When Refuge Church launched in 2020, one of the first things they did was start a ministry called Seek Refuge. Seek Refuge provides just about everything a fostering or adoptive family in Ortega might need: diapers, car seats, baby toys and even date night childcare.

“Fostering and adoptive families found out that here’s a pastor and a family who’s joining them in the fight,” Josh says. “They saw that, and they came here to get a need met, and through that we built relationships. Next thing we know, they’re in our church on a Sunday.”

A significant percentage of the more than 200 people who now attend Refuge Church are from fostering or adoptive families. The Glymphs never expected to plant a church like this, but now that they’ve done so, they recognize how God had this whole thing planned out from the very beginning.

“We didn’t set out to plant a church for foster and adoptive families,” says Beth. “The Lord just did it. And now that it’s happened, we get to see Him working right in front of our eyes.”

Southern Baptist’s gifts to the Annie Armstrong Easter Offering helped the Glymphs get Refuge Church up and running. Now in Ortega, where not too long ago churches were few and far between, Josh and Beth are making Jesus known.

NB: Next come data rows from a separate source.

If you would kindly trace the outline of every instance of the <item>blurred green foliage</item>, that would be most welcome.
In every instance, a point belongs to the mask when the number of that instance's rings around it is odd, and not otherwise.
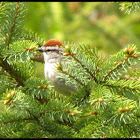
[[[118,52],[128,44],[140,44],[140,16],[129,14],[132,2],[25,2],[25,29],[38,33],[45,41],[91,44],[104,57]],[[126,5],[126,7],[125,7]],[[44,78],[43,64],[37,64],[36,75]]]
[[[123,11],[124,4],[26,2],[25,28],[38,33],[45,41],[55,38],[91,44],[108,57],[128,44],[140,44],[139,11],[127,14]]]

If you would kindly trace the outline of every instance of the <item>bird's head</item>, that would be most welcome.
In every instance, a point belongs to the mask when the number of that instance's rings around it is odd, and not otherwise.
[[[48,59],[58,59],[64,52],[64,50],[60,48],[62,45],[61,41],[50,39],[42,47],[37,49],[37,51],[43,53],[44,60],[48,61]]]

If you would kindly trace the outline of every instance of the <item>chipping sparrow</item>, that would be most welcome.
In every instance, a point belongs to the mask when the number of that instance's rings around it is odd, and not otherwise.
[[[56,39],[47,41],[44,46],[40,47],[37,51],[43,53],[44,57],[44,74],[45,78],[51,81],[54,89],[59,93],[69,96],[75,89],[65,84],[64,79],[58,78],[59,72],[57,66],[59,62],[63,63],[62,55],[65,52],[62,48],[62,42]]]

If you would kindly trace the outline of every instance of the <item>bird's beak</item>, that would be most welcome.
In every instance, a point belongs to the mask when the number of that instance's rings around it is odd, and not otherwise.
[[[36,51],[43,52],[43,49],[42,49],[42,47],[40,47]]]

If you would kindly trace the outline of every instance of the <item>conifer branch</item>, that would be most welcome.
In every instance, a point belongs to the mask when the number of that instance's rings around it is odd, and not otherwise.
[[[94,79],[94,81],[98,84],[98,80],[97,78],[89,71],[88,68],[86,68],[80,60],[78,60],[73,54],[70,53],[70,55],[74,58],[74,60],[76,60],[86,71],[87,73],[89,73],[91,75],[91,77]]]
[[[19,10],[19,2],[17,2],[17,5],[16,5],[16,13],[15,13],[15,17],[13,19],[13,25],[11,26],[11,31],[10,31],[10,35],[9,35],[9,39],[8,39],[8,44],[7,44],[8,48],[9,48],[9,44],[11,43],[12,35],[13,35],[15,24],[16,24],[17,15],[19,14],[18,10]]]
[[[134,91],[140,91],[140,88],[138,87],[130,87],[129,85],[130,84],[134,84],[135,82],[138,82],[136,83],[136,85],[139,84],[139,81],[132,81],[129,82],[128,85],[125,85],[125,82],[128,81],[128,80],[119,80],[119,81],[113,81],[113,83],[110,83],[110,82],[107,82],[104,84],[104,86],[108,86],[108,87],[112,87],[112,88],[120,88],[120,89],[128,89],[128,90],[134,90]],[[122,84],[121,84],[122,83]],[[135,84],[134,84],[135,85]]]
[[[85,86],[79,79],[68,73],[66,70],[63,70],[60,65],[57,66],[57,69],[59,69],[62,73],[68,75],[70,78],[74,79],[76,82],[80,83],[82,86]]]
[[[15,70],[7,63],[6,60],[3,60],[0,58],[0,66],[6,70],[18,83],[17,86],[24,86],[23,81],[25,81],[24,77],[21,77],[20,75],[17,75]]]
[[[4,5],[4,2],[1,3],[0,8],[2,8],[3,5]]]
[[[118,69],[119,67],[121,67],[123,65],[123,63],[127,63],[128,65],[130,65],[127,60],[132,57],[131,55],[128,55],[125,59],[123,59],[121,62],[119,62],[113,69],[111,69],[103,78],[104,81],[106,81],[107,77],[114,72],[116,69]]]
[[[34,58],[31,58],[31,60],[44,63],[43,55],[34,53],[33,56]]]

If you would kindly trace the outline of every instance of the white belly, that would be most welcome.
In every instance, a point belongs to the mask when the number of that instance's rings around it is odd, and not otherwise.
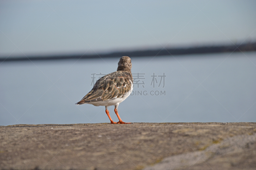
[[[113,106],[116,105],[117,104],[119,104],[124,100],[126,98],[130,95],[132,92],[132,89],[133,89],[133,84],[132,83],[131,85],[131,88],[129,91],[127,92],[122,97],[119,98],[116,98],[113,99],[109,99],[107,100],[104,101],[97,101],[97,102],[90,102],[88,103],[88,104],[91,104],[95,106]]]

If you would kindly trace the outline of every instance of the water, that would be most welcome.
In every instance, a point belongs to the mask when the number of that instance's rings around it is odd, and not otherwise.
[[[132,58],[132,72],[142,74],[138,80],[144,88],[135,85],[133,95],[119,104],[119,115],[127,122],[256,122],[255,56]],[[110,122],[104,107],[75,104],[92,88],[91,74],[115,71],[118,60],[4,62],[0,125]],[[150,85],[154,73],[164,73],[164,87],[162,80],[158,87],[161,77]],[[114,109],[109,108],[110,115],[117,121]]]

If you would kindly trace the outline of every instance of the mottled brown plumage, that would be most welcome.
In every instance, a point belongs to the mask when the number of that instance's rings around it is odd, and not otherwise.
[[[118,63],[116,71],[102,77],[96,82],[93,88],[77,105],[92,104],[105,106],[106,113],[111,123],[114,122],[109,115],[108,107],[115,106],[115,112],[119,120],[118,123],[126,124],[122,121],[117,113],[119,104],[124,100],[132,90],[133,81],[131,72],[132,62],[127,56],[121,57]]]

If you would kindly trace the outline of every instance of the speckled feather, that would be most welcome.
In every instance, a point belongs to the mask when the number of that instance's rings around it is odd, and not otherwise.
[[[118,63],[117,71],[100,79],[92,90],[77,104],[121,98],[132,89],[131,59],[123,57]]]

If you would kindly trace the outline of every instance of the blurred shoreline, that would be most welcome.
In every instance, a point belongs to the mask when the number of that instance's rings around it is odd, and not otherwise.
[[[155,49],[124,50],[108,53],[96,52],[95,54],[72,54],[27,55],[24,56],[0,57],[0,62],[25,61],[30,60],[48,60],[72,59],[85,59],[98,58],[120,57],[127,56],[130,57],[144,57],[183,55],[195,54],[206,54],[256,51],[256,42],[236,44],[191,46],[187,47],[172,48],[165,47]]]

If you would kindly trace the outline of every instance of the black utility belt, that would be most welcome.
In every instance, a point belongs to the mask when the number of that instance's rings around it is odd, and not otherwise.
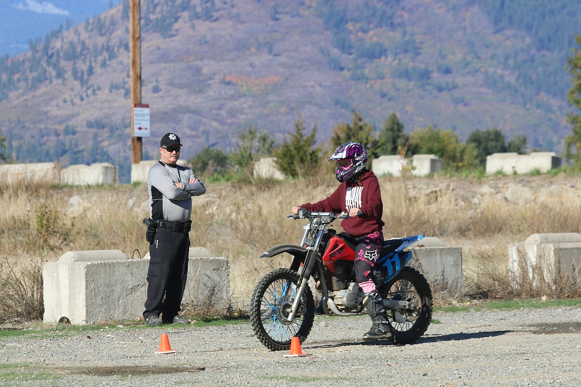
[[[157,227],[163,229],[171,229],[171,231],[174,233],[184,233],[186,234],[192,229],[192,221],[188,220],[185,223],[180,223],[179,222],[166,222],[165,220],[157,220],[152,219],[152,222],[157,223]]]

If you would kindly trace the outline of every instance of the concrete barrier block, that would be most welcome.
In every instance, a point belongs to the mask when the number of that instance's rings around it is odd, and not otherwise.
[[[453,296],[464,287],[462,248],[446,247],[437,238],[424,238],[410,246],[410,265],[424,274],[433,292]]]
[[[56,162],[1,164],[0,179],[10,183],[17,182],[46,184],[60,183],[60,175]]]
[[[561,158],[554,152],[494,153],[486,157],[486,173],[489,175],[498,172],[524,174],[535,169],[544,173],[560,165]]]
[[[156,160],[144,160],[137,164],[131,164],[131,183],[147,183],[147,175],[149,169],[157,161]]]
[[[581,234],[577,233],[533,234],[508,247],[508,274],[517,288],[527,280],[555,290],[560,281],[578,281],[580,265]]]
[[[119,184],[119,168],[108,162],[71,165],[60,171],[60,182],[72,186]]]
[[[183,302],[224,314],[230,306],[229,266],[224,258],[191,248]],[[44,320],[76,324],[135,320],[146,298],[149,254],[129,259],[119,250],[70,251],[43,265]]]
[[[283,180],[284,174],[278,170],[275,164],[275,157],[264,157],[254,163],[253,174],[255,178]]]
[[[374,159],[371,169],[378,176],[389,174],[401,176],[401,171],[409,168],[409,161],[399,155],[385,155]],[[444,166],[442,160],[433,154],[415,154],[412,157],[411,173],[414,176],[435,173]]]

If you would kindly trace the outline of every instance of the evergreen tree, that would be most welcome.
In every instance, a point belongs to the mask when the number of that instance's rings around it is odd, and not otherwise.
[[[10,161],[8,150],[6,145],[6,138],[0,135],[0,162],[8,162]]]
[[[197,176],[223,175],[227,170],[228,155],[221,149],[207,146],[188,161]]]
[[[245,132],[238,135],[240,140],[236,150],[230,154],[232,164],[246,169],[260,157],[270,155],[274,149],[274,139],[266,132],[248,125]]]
[[[399,154],[400,150],[410,142],[410,136],[404,133],[403,128],[403,124],[394,113],[386,118],[378,139],[378,155]]]
[[[452,129],[434,129],[431,125],[417,129],[410,137],[413,154],[434,154],[444,161],[444,169],[458,171],[475,169],[478,164],[474,144],[460,142]]]
[[[359,143],[367,151],[370,158],[376,157],[377,140],[373,125],[363,120],[363,116],[353,109],[353,121],[351,125],[339,124],[333,128],[331,143],[333,150],[339,145],[348,142]]]
[[[507,151],[504,135],[496,128],[486,131],[474,131],[466,139],[466,144],[474,144],[476,147],[476,160],[483,167],[486,165],[486,156]]]
[[[313,176],[318,171],[321,162],[321,148],[315,147],[317,125],[313,127],[311,134],[306,133],[300,113],[295,120],[295,133],[287,141],[284,139],[280,149],[273,153],[277,158],[275,164],[279,171],[286,176],[300,178]]]
[[[567,58],[567,68],[571,74],[572,86],[567,93],[567,102],[581,110],[581,35],[575,34],[577,46]],[[565,138],[565,158],[573,161],[573,169],[581,171],[581,115],[569,113],[567,121],[571,124],[572,133]]]

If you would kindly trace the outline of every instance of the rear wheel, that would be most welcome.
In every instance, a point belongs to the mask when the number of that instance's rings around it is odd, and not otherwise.
[[[289,349],[294,337],[303,342],[313,328],[315,308],[309,286],[303,292],[295,318],[287,321],[296,297],[298,282],[296,272],[278,269],[264,276],[252,293],[250,310],[252,330],[270,350]]]
[[[389,340],[400,344],[416,341],[432,319],[432,290],[425,277],[406,266],[381,290],[384,298],[409,303],[408,308],[386,311],[392,334]]]

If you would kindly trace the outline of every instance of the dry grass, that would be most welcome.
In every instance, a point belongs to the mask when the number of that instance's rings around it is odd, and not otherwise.
[[[562,195],[560,198],[555,195],[541,197],[536,193],[539,187],[555,182],[563,182],[564,187],[573,186],[571,189],[575,191],[575,186],[581,185],[580,181],[581,178],[546,176],[501,176],[482,180],[381,178],[385,233],[386,237],[425,234],[440,238],[449,245],[462,247],[465,283],[469,296],[537,296],[540,292],[538,289],[521,285],[515,291],[510,287],[508,245],[523,241],[534,233],[579,232],[581,198],[578,193],[572,197],[557,189]],[[525,193],[532,193],[532,198],[507,200],[497,193],[503,185],[527,187]],[[207,186],[206,194],[193,200],[192,246],[205,247],[214,256],[229,259],[234,306],[243,309],[258,279],[274,268],[289,264],[285,257],[263,259],[258,256],[274,244],[298,242],[303,225],[286,218],[290,207],[325,197],[337,183],[331,178],[316,177]],[[496,188],[483,188],[487,186]],[[496,193],[489,193],[492,191]],[[0,260],[12,265],[2,266],[2,294],[11,291],[20,292],[17,295],[20,297],[28,294],[17,290],[19,277],[15,268],[28,270],[36,265],[36,272],[29,271],[38,274],[42,262],[55,261],[69,251],[117,249],[130,258],[143,256],[148,251],[141,222],[149,213],[145,185],[4,185],[0,186],[0,200],[3,204]],[[338,223],[335,227],[340,229]],[[8,272],[6,267],[10,267]],[[9,274],[13,277],[12,287],[5,280]],[[30,281],[34,283],[33,280],[23,283],[34,286]],[[559,294],[579,295],[573,291],[575,286],[569,284],[572,290],[560,291]],[[30,290],[30,297],[42,302],[37,291]],[[26,303],[25,300],[21,301]],[[14,310],[0,305],[0,321],[10,314],[9,309]],[[31,310],[38,313],[38,306]]]

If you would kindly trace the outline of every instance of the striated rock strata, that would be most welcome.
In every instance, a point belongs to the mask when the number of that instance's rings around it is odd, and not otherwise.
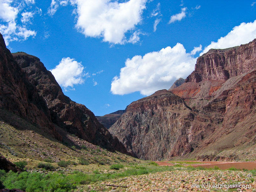
[[[253,160],[256,39],[199,57],[182,84],[132,103],[109,129],[134,156]]]
[[[126,111],[126,109],[118,110],[103,116],[96,116],[96,117],[100,123],[108,129]]]
[[[171,91],[174,88],[179,87],[180,85],[181,85],[184,83],[185,83],[185,79],[183,78],[179,78],[175,81],[175,82],[173,83],[173,84],[172,84],[172,86],[168,90],[168,91]]]

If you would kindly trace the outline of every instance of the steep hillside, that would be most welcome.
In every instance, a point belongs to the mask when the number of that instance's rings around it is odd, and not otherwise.
[[[39,58],[22,52],[13,55],[46,102],[53,122],[91,143],[125,152],[118,140],[111,135],[92,111],[64,94],[53,75]]]
[[[256,39],[211,49],[174,95],[159,91],[132,103],[109,130],[143,159],[254,160],[255,69]]]
[[[1,35],[1,120],[20,128],[16,119],[6,115],[9,111],[32,124],[32,128],[39,127],[37,130],[47,132],[50,139],[53,136],[59,142],[71,144],[73,142],[67,136],[69,133],[108,150],[126,152],[122,144],[99,123],[92,112],[64,94],[38,58],[23,52],[14,55],[15,58],[6,48]]]
[[[179,78],[175,81],[175,82],[173,83],[173,84],[170,87],[170,88],[168,90],[168,91],[171,91],[174,88],[176,88],[176,87],[179,87],[180,85],[181,85],[184,83],[185,83],[185,79],[183,78]]]
[[[103,116],[96,116],[96,117],[100,123],[108,129],[126,111],[126,109],[118,110]]]

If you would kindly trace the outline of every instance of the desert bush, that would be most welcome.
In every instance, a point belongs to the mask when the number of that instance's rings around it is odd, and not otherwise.
[[[15,162],[14,164],[22,170],[24,170],[25,166],[28,164],[28,162],[26,161],[23,161]]]
[[[110,166],[111,169],[115,169],[116,170],[119,170],[123,168],[124,166],[121,164],[113,164]]]
[[[158,164],[154,161],[152,161],[148,163],[149,165],[154,165],[155,166],[158,166]]]
[[[37,165],[38,168],[43,168],[46,170],[48,170],[54,168],[53,166],[50,163],[39,163]]]

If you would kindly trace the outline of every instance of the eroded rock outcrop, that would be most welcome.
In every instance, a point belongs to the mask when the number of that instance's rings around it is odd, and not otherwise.
[[[126,111],[124,110],[118,110],[109,114],[107,114],[103,116],[96,116],[96,118],[107,129],[109,129],[117,120],[119,118],[123,113]]]
[[[64,95],[39,59],[23,52],[13,56],[1,34],[0,108],[1,113],[7,110],[17,115],[60,141],[67,131],[110,150],[126,152],[92,111]],[[0,117],[16,125],[5,115]]]
[[[255,70],[256,39],[211,49],[198,58],[185,83],[132,103],[109,130],[145,159],[253,159]]]
[[[64,94],[53,75],[39,58],[22,52],[13,55],[45,100],[53,123],[91,143],[125,153],[122,144],[99,122],[91,110]]]
[[[175,81],[172,85],[172,86],[168,90],[168,91],[171,91],[174,89],[179,87],[180,85],[181,85],[182,84],[185,83],[185,80],[183,78],[179,78]]]

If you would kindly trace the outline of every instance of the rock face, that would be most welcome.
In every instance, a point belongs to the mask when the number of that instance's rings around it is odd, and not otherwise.
[[[6,158],[1,155],[0,155],[0,169],[4,170],[7,172],[10,170],[14,172],[21,172],[22,170]]]
[[[226,81],[255,69],[256,41],[224,49],[211,49],[199,57],[195,71],[186,82],[206,80]]]
[[[256,70],[256,39],[211,49],[185,83],[133,102],[109,130],[145,159],[253,160]]]
[[[172,84],[172,85],[170,88],[168,90],[168,91],[171,91],[174,88],[176,88],[176,87],[181,85],[184,83],[185,83],[185,79],[183,78],[179,78],[175,81],[175,82]]]
[[[39,59],[23,52],[12,55],[2,35],[0,57],[0,108],[48,128],[59,140],[60,128],[109,150],[126,152],[92,112],[64,95]]]
[[[118,110],[115,112],[107,114],[103,116],[96,116],[96,117],[100,123],[108,129],[126,111],[126,109]]]

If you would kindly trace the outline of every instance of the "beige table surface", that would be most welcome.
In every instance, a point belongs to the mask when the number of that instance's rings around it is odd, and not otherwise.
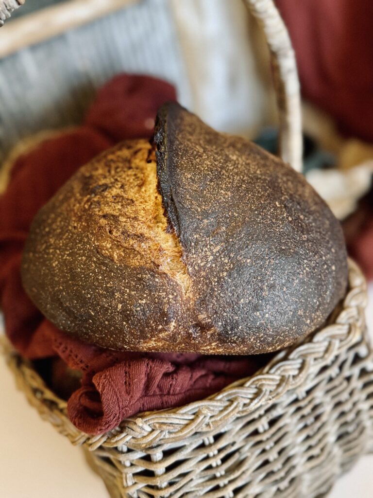
[[[373,285],[367,319],[373,339]],[[83,452],[43,422],[17,391],[0,358],[0,497],[106,498]],[[362,458],[329,498],[372,498],[373,456]]]

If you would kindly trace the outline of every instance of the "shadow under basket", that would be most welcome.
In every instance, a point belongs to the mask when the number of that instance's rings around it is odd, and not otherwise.
[[[91,436],[66,402],[4,344],[29,401],[85,450],[112,498],[316,498],[373,443],[373,358],[366,284],[351,261],[349,287],[329,323],[257,374],[186,406],[139,414]]]

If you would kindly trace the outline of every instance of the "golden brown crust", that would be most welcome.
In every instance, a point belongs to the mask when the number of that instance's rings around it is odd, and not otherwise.
[[[207,354],[273,351],[321,325],[346,250],[303,177],[176,104],[155,140],[157,164],[147,141],[124,142],[37,215],[22,273],[45,316],[103,347]]]

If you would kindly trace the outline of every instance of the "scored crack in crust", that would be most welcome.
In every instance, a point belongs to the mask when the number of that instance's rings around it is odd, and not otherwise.
[[[324,323],[346,247],[304,177],[176,103],[154,142],[102,154],[37,214],[21,274],[44,315],[104,347],[208,354],[275,351]]]
[[[175,233],[168,230],[157,188],[154,147],[146,140],[128,142],[82,174],[84,182],[79,188],[77,184],[76,194],[87,216],[95,218],[100,227],[94,234],[97,250],[116,263],[155,266],[186,292],[190,279],[182,247]],[[80,210],[75,220],[77,230],[86,229]]]

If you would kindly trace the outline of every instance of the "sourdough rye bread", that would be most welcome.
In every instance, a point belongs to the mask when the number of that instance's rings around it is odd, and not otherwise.
[[[21,271],[45,316],[86,342],[246,354],[321,325],[347,263],[339,223],[303,176],[169,103],[154,143],[104,153],[40,210]]]

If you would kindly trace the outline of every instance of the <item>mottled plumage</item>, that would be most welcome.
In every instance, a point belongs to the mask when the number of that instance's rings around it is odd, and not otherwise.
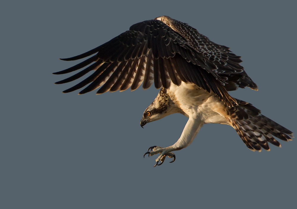
[[[174,113],[189,118],[174,144],[165,148],[154,146],[148,150],[150,155],[161,153],[156,165],[160,161],[162,163],[166,156],[175,159],[171,152],[188,146],[205,123],[232,126],[253,151],[260,151],[261,147],[269,150],[267,142],[280,146],[273,136],[285,141],[293,137],[291,132],[261,115],[251,104],[229,95],[228,91],[238,87],[255,90],[257,87],[239,64],[240,56],[186,23],[167,16],[143,21],[97,48],[61,59],[74,60],[92,55],[54,73],[64,74],[86,67],[55,83],[59,84],[94,70],[63,92],[83,88],[79,94],[99,87],[97,94],[129,88],[133,90],[142,84],[146,89],[153,83],[156,88],[162,88],[144,113],[142,127]]]

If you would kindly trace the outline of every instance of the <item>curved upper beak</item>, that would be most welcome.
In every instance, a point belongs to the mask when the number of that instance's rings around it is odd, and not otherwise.
[[[146,121],[142,119],[140,121],[140,126],[141,127],[141,128],[143,128],[143,126],[146,124]]]

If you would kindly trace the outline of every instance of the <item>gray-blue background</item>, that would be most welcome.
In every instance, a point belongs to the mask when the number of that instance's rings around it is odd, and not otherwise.
[[[140,128],[158,90],[78,96],[61,93],[75,82],[53,84],[67,76],[52,73],[78,63],[59,58],[168,15],[242,56],[259,90],[231,95],[296,133],[296,4],[193,1],[2,2],[1,208],[296,206],[296,140],[254,153],[231,127],[207,124],[174,163],[153,168],[146,149],[174,143],[187,120]]]

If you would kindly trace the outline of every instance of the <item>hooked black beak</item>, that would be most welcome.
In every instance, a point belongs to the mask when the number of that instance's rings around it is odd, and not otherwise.
[[[145,120],[143,120],[142,119],[140,121],[140,126],[141,127],[141,128],[144,128],[143,126],[144,125],[146,124],[146,122]]]

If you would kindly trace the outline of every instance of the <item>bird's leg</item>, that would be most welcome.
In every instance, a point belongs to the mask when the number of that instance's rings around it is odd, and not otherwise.
[[[181,137],[174,144],[164,148],[158,146],[151,147],[148,150],[147,152],[144,154],[143,157],[147,154],[148,154],[149,157],[159,153],[161,153],[156,159],[156,164],[154,167],[156,165],[160,165],[163,163],[166,156],[170,158],[173,158],[173,160],[170,162],[173,162],[175,160],[175,155],[172,152],[180,150],[189,145],[203,125],[201,120],[199,119],[189,118]],[[150,151],[149,151],[150,150]],[[158,164],[160,161],[161,161],[161,164]]]

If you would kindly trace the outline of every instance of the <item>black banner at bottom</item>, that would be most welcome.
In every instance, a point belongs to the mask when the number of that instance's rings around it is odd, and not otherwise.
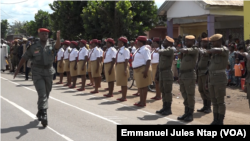
[[[165,138],[180,137],[204,139],[250,139],[248,125],[117,125],[117,140],[132,138]]]

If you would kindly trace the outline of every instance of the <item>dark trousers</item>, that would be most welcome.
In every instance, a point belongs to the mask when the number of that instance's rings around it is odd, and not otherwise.
[[[25,78],[26,78],[26,79],[29,79],[30,68],[27,67],[27,62],[28,62],[28,61],[26,61]]]

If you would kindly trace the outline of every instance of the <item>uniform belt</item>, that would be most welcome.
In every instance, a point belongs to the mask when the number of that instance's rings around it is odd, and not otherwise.
[[[37,64],[32,64],[32,67],[41,68],[41,69],[50,69],[52,67],[52,65],[37,65]]]
[[[226,72],[226,70],[209,71],[209,73],[223,73],[223,72]]]
[[[133,68],[133,69],[139,69],[139,68],[141,68],[141,67],[144,67],[145,65],[142,65],[142,66],[140,66],[140,67],[136,67],[136,68]]]
[[[194,70],[191,69],[191,70],[180,70],[180,73],[187,73],[187,72],[193,72]]]

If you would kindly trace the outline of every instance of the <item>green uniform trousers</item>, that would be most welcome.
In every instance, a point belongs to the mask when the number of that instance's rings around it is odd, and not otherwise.
[[[225,105],[225,96],[226,96],[226,84],[216,84],[209,85],[209,93],[211,101],[213,103],[214,113],[219,113],[225,115],[226,105]]]
[[[209,91],[206,90],[206,81],[207,81],[207,75],[202,75],[198,77],[198,90],[203,100],[210,100]]]
[[[247,86],[247,99],[249,103],[249,108],[250,108],[250,83],[246,83]]]
[[[180,79],[180,91],[184,99],[184,106],[190,109],[194,109],[195,105],[195,79]]]
[[[173,81],[170,80],[161,80],[160,81],[160,91],[162,93],[163,102],[172,102],[172,88]]]
[[[37,102],[38,110],[48,109],[48,99],[52,89],[53,75],[42,76],[34,74],[33,83],[38,93],[38,102]]]

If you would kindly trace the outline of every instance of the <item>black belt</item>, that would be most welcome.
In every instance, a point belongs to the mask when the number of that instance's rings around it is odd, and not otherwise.
[[[32,64],[32,67],[41,68],[41,69],[50,69],[52,67],[52,65],[37,65],[37,64]]]
[[[191,69],[191,70],[180,70],[180,73],[187,73],[187,72],[193,72],[194,70]]]

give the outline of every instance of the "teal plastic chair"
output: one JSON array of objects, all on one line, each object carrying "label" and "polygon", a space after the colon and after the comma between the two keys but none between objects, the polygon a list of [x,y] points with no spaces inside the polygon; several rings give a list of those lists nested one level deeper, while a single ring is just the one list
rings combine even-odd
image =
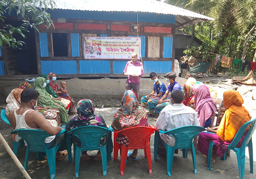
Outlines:
[{"label": "teal plastic chair", "polygon": [[[154,149],[154,160],[157,159],[158,142],[160,140],[166,149],[167,174],[169,176],[171,176],[174,150],[182,149],[183,157],[187,158],[188,149],[191,149],[194,173],[196,174],[197,172],[196,171],[196,152],[192,142],[193,138],[195,136],[199,134],[201,131],[205,130],[205,128],[201,127],[189,125],[179,127],[166,132],[164,132],[161,130],[159,130],[159,132],[156,131]],[[161,139],[159,133],[174,136],[175,138],[174,146],[170,146]]]},{"label": "teal plastic chair", "polygon": [[[62,130],[57,136],[65,134],[65,130]],[[30,152],[37,152],[37,158],[38,158],[39,152],[46,152],[51,179],[54,178],[56,176],[56,152],[65,140],[62,140],[56,146],[48,149],[45,147],[44,140],[51,135],[46,132],[40,130],[18,129],[11,132],[11,134],[16,133],[18,134],[19,136],[26,141],[27,145],[24,165],[25,170],[27,170]]]},{"label": "teal plastic chair", "polygon": [[[252,150],[252,136],[256,129],[256,118],[250,121],[248,121],[243,124],[240,128],[239,130],[235,136],[234,138],[231,143],[229,145],[228,149],[233,150],[236,154],[237,163],[238,165],[238,171],[239,172],[239,178],[240,179],[244,179],[245,177],[245,148],[248,147],[249,150],[249,158],[250,158],[250,172],[253,173],[253,152]],[[236,145],[243,136],[247,127],[250,125],[251,128],[245,138],[242,144],[240,147],[236,147]],[[208,150],[208,168],[211,170],[211,161],[212,158],[212,146],[214,144],[212,141],[210,141],[209,143],[209,149]],[[224,154],[224,156],[221,158],[222,160],[225,160],[227,158],[227,152]]]},{"label": "teal plastic chair", "polygon": [[[107,174],[107,143],[109,142],[111,136],[108,136],[108,140],[103,145],[100,146],[100,139],[103,136],[108,134],[110,131],[107,128],[99,126],[87,126],[80,127],[69,131],[67,134],[67,145],[69,155],[69,161],[72,162],[71,137],[76,136],[81,141],[81,147],[74,144],[74,158],[75,161],[76,177],[79,175],[79,163],[82,151],[100,151],[103,175]],[[110,142],[111,143],[111,142]],[[111,152],[110,153],[111,155]],[[111,158],[111,156],[110,156]]]},{"label": "teal plastic chair", "polygon": [[[5,115],[5,109],[4,109],[1,110],[1,118],[5,123],[11,125],[9,120]],[[16,142],[13,141],[13,153],[17,156],[17,151],[18,151],[18,147],[20,143],[20,148],[22,148],[24,146],[24,141],[23,139],[20,140],[19,141]]]}]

“I think about the number of children who come to our church who, if families didn’t say yes to foster care and adoption, those children would never hear about Jesus,” says Josh. “I believe there’s no greater opportunity than this to share the gospel.”

The Annie Armstrong Easter Offering® provides half of NAMB’s annual budget, and 100 percent of the proceeds go to the field. The offering is used for training, support and care for missionaries, like Josh and Beth Glymph, and for evangelism resources.